6. The device of claim 1, wherein the early acoustic feedback event detector includes an envelope detector.

7. The device of claim 6, wherein the envelope detector includes a smoothing filter with an adjustable time constant.

8. The device of claim 6, wherein the envelope detector includes a simple rectifier, a squaring and low pass filter, an absolute value and low pass filter or a Hilbert transform.

9. The device of claim 1, wherein the early acoustic feedback event detector includes exponential growth pattern patching.

10. A method, comprising:

receiving signals from a hearing assistance device microphone; and

detecting a predetermined number of consecutive exponential increases in power of the signals to detect early acoustic feedback.

11. The method of claim 10, wherein detecting a predetermined number of consecutive exponential increases in the power of the signals includes using a sub-band domain implementation.

12. The method of claim 10, wherein detecting a predetermined number of consecutive exponential increases in the power of the signals includes using a frequency domain implementation.

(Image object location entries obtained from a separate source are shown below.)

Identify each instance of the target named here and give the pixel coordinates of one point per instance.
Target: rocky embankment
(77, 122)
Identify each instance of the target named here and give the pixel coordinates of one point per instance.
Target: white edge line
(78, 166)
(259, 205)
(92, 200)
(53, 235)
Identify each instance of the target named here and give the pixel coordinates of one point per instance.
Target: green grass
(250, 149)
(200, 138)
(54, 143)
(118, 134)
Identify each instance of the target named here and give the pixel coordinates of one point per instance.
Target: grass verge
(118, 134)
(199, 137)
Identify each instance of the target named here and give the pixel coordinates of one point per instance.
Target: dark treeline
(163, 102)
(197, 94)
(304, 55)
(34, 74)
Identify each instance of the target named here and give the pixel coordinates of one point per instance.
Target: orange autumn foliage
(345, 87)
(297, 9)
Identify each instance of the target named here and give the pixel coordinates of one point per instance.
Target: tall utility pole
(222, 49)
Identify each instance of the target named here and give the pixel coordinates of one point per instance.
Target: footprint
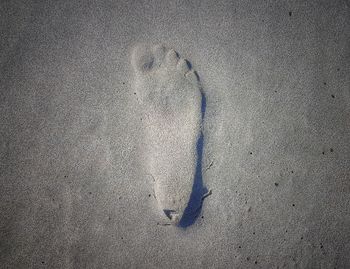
(173, 103)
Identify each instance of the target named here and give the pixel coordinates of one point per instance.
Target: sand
(75, 157)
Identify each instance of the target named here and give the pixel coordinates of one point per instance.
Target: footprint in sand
(173, 105)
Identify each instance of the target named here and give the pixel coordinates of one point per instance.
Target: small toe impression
(183, 66)
(142, 58)
(192, 76)
(172, 215)
(171, 58)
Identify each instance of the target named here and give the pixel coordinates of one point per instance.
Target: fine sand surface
(175, 134)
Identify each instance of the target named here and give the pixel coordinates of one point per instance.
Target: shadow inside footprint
(195, 203)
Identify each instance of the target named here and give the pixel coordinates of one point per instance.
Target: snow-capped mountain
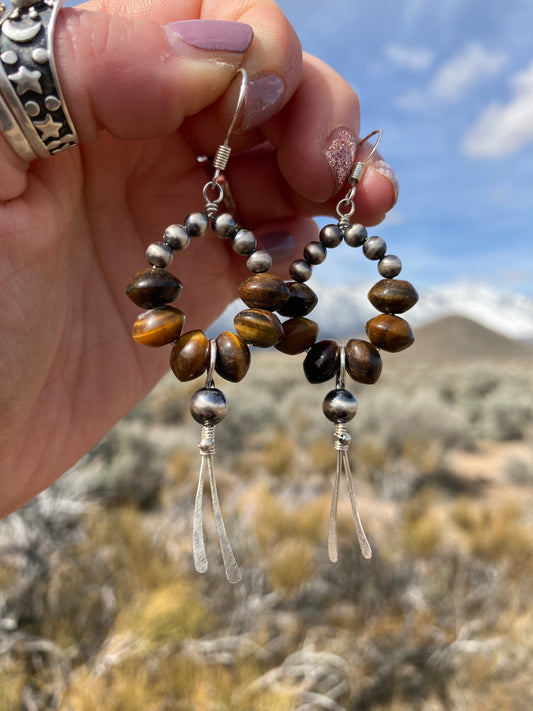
(343, 310)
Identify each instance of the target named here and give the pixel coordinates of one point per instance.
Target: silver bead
(355, 235)
(197, 224)
(374, 248)
(224, 225)
(208, 406)
(300, 270)
(390, 266)
(259, 261)
(339, 406)
(177, 237)
(244, 242)
(158, 254)
(315, 253)
(331, 235)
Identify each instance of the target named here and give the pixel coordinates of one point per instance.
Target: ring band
(28, 80)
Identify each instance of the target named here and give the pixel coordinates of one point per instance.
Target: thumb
(138, 79)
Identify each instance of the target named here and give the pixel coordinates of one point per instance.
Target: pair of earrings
(264, 294)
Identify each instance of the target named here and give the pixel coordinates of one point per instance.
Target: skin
(74, 228)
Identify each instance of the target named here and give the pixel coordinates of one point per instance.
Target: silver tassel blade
(342, 442)
(233, 574)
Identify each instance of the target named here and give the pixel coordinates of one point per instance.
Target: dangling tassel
(208, 407)
(340, 406)
(342, 442)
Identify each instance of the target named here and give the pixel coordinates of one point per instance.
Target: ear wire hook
(359, 167)
(223, 152)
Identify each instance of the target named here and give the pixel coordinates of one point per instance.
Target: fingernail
(208, 35)
(340, 154)
(383, 168)
(280, 244)
(263, 98)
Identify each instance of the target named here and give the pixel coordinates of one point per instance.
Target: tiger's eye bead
(259, 261)
(244, 242)
(224, 225)
(355, 235)
(339, 406)
(390, 333)
(390, 266)
(264, 291)
(177, 237)
(302, 300)
(153, 287)
(374, 248)
(299, 334)
(208, 406)
(159, 254)
(300, 270)
(197, 224)
(259, 327)
(315, 253)
(158, 327)
(190, 355)
(363, 361)
(233, 357)
(393, 296)
(331, 236)
(322, 362)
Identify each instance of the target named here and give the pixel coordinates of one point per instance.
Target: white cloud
(503, 129)
(464, 71)
(414, 58)
(455, 78)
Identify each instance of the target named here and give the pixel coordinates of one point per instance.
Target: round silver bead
(374, 248)
(159, 254)
(208, 406)
(224, 225)
(177, 237)
(331, 236)
(339, 406)
(315, 253)
(300, 270)
(259, 261)
(197, 224)
(390, 266)
(244, 242)
(355, 235)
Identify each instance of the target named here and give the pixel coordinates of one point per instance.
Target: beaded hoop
(359, 358)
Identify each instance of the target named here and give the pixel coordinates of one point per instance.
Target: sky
(451, 85)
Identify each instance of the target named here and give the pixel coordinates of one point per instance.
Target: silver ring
(29, 85)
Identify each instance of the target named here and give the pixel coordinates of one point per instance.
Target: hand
(74, 227)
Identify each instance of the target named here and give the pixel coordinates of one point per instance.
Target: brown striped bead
(158, 327)
(322, 362)
(391, 333)
(259, 327)
(153, 287)
(264, 291)
(233, 357)
(299, 334)
(302, 300)
(190, 356)
(363, 361)
(393, 296)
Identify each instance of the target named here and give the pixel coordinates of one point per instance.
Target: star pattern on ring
(26, 80)
(48, 128)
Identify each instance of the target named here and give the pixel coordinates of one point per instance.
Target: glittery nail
(340, 154)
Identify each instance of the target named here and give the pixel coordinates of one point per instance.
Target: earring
(193, 353)
(359, 358)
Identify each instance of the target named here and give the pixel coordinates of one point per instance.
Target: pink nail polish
(210, 35)
(340, 154)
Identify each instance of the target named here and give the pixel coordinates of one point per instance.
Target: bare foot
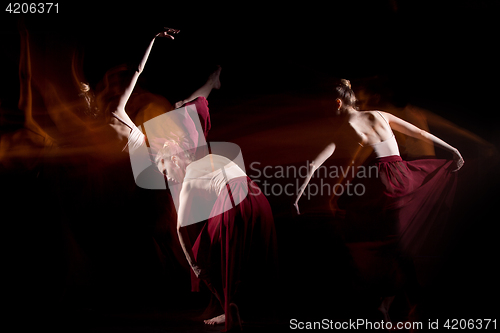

13. The method of claim 10, wherein detecting a predetermined number of consecutive exponential increases in the power of the signals includes using a time domain implementation.

14. The method of claim 10, further comprising correcting for early acoustic feedback.

15. The method of claim 14, wherein correcting for early acoustic feedback includes changing filter coefficients.

16. The method of claim 14, wherein correcting for early acoustic feedback includes increasing an adaptation rate.

17. The method of claim 14, wherein correcting for early acoustic feedback includes reducing gain.

18. The method of claim 14, wherein correcting for early acoustic feedback includes using notch filters for frequencies of interest.

19. The method of claim 14, wherein correcting for early acoustic feedback includes using a combination of time domain and frequency domain filters.

20. The method of claim 14, wherein correcting for early acoustic feedback includes using output phase shifting.